3.                That’s the effect of sin in our lives. It’s like cement overshoes. Sin weighs us down, but God’s grace and mercy free us to love. So that’s what we pray for in the Collect for the Fourth Sunday in Advent, the third and final “stir up” prayer for this midweek Advent series: “Stir up Your power, O Lord, and come and help us by Your might, that the sins which weigh us down may be quickly lifted by Your grace and mercy; for You live and reign with the Father and the Holy Spirit, one God, now and forever. Amen.”  God’s Grace and Mercy Lift the Sins That Weigh Us Down So That We Can Love.  And just who is it that God’s grace and mercy enable us to love?

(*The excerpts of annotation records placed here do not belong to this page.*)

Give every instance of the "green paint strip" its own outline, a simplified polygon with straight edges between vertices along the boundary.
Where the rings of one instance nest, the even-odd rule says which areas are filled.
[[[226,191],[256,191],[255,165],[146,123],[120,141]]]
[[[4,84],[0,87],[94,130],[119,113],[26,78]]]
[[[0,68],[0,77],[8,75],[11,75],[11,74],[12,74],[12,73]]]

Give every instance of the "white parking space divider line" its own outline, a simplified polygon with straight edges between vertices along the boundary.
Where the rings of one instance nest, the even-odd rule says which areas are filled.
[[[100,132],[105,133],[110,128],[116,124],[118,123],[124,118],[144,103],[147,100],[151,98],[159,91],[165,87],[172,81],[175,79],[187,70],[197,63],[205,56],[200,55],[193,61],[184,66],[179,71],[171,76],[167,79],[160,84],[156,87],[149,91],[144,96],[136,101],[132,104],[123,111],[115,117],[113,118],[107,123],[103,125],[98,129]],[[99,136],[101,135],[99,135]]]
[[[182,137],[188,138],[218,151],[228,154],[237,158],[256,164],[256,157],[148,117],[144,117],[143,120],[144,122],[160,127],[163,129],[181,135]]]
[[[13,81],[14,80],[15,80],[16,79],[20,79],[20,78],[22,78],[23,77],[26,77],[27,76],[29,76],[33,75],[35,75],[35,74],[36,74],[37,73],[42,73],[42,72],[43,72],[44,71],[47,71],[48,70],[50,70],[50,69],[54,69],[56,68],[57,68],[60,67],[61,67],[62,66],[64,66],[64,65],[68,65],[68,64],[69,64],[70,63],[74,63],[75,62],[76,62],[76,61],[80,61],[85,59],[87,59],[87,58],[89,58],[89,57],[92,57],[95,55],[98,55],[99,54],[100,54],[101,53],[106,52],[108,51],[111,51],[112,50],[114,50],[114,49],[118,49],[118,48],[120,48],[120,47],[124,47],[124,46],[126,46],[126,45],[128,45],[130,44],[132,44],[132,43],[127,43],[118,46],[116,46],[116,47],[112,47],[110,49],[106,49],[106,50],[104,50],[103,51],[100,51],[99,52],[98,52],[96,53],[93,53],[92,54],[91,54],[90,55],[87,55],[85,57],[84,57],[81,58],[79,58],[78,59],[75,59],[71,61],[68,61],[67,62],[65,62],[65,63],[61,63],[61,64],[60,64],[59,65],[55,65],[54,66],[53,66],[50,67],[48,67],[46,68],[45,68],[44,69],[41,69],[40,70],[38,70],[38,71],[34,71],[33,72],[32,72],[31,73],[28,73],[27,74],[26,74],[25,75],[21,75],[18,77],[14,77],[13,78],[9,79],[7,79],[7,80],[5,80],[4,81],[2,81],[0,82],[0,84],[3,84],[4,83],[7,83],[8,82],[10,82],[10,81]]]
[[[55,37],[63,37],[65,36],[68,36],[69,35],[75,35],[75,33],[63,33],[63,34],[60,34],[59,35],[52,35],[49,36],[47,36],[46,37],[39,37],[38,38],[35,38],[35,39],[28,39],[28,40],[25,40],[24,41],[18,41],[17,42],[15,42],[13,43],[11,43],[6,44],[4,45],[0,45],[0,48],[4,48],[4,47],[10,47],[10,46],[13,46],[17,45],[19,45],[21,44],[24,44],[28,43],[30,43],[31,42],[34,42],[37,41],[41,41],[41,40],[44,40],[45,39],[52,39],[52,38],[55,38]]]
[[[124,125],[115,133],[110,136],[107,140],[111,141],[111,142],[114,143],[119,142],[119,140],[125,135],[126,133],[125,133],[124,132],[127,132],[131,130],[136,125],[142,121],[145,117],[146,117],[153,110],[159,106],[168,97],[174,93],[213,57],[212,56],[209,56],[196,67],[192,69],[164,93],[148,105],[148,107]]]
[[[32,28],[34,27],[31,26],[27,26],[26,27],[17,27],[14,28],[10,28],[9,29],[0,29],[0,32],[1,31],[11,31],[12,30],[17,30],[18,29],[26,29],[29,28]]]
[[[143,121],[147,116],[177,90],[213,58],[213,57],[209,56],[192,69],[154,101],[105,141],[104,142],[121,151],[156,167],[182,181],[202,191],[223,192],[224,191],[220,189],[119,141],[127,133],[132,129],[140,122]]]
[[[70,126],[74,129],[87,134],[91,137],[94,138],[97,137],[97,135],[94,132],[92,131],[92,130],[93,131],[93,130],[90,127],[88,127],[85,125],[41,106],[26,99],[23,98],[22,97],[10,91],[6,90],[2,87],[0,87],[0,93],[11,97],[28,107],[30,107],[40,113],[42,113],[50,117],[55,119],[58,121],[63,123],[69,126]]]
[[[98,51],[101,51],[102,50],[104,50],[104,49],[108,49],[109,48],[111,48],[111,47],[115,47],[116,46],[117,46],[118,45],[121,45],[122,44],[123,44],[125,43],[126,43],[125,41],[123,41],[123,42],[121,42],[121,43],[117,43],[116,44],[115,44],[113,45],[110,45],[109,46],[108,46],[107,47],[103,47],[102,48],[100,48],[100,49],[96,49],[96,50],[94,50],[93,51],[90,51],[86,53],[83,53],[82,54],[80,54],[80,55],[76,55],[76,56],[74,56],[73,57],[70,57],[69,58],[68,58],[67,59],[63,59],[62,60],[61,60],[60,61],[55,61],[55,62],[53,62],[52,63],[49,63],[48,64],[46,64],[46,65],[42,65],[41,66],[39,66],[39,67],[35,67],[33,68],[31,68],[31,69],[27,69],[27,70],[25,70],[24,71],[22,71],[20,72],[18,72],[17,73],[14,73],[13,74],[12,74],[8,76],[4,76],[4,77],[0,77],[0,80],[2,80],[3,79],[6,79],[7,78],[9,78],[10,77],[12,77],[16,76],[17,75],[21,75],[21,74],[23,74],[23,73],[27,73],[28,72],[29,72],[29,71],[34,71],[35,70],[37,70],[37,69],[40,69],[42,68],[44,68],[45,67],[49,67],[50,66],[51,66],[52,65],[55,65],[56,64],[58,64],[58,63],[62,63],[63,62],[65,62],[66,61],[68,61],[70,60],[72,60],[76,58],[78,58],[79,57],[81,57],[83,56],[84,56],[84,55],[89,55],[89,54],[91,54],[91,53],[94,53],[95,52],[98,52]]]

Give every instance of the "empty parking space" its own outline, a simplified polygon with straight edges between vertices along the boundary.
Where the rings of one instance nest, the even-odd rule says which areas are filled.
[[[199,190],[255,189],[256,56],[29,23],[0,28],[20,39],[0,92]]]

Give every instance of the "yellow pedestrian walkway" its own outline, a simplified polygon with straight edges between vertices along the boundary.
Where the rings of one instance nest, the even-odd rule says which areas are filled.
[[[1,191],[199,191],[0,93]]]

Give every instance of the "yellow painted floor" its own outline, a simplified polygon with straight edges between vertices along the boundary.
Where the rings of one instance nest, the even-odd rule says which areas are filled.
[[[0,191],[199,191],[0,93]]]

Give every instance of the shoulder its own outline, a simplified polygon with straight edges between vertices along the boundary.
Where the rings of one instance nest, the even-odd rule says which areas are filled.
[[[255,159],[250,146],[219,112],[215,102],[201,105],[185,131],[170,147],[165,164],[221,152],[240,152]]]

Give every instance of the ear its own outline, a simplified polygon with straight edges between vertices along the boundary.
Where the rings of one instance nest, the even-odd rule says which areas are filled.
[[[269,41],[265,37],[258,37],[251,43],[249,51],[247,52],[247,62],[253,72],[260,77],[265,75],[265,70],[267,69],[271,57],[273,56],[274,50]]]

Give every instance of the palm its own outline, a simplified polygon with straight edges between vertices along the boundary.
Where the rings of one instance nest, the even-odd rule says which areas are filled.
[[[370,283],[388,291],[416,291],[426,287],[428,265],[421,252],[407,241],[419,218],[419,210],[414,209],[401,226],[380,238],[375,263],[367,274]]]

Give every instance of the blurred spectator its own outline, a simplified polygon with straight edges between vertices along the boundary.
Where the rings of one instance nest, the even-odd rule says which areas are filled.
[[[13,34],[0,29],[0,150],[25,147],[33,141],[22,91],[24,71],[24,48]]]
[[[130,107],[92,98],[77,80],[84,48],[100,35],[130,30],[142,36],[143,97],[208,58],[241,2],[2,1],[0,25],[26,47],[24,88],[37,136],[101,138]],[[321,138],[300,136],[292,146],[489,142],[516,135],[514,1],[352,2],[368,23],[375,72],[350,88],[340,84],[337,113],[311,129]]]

4.                First, God’s grace and mercy free us from the weight of our sins so that we can love him.  In the old 1950s black-and-white Martin Luther movie, Luther’s father-confessor exhorts Luther to love God. Luther, a priest himself, replies that that’s exactly what his sin is: he doesn’t love God; he hates him. That may sound shocking, but that’s how many people, even Christians, feel. Luther hated God because he knew God only as an angry judge who threatened to punish him for his sins.  Martin Luther took God’s Law very seriously. He tried to obey it perfectly. After years of brutally disciplining himself to do this, even beating himself with a whip, Luther believed himself a miserable failure. He agreed with St. Paul who said, “I do not do the good I want, but the evil I do not want is what I keep on doing” (Rom 7:19).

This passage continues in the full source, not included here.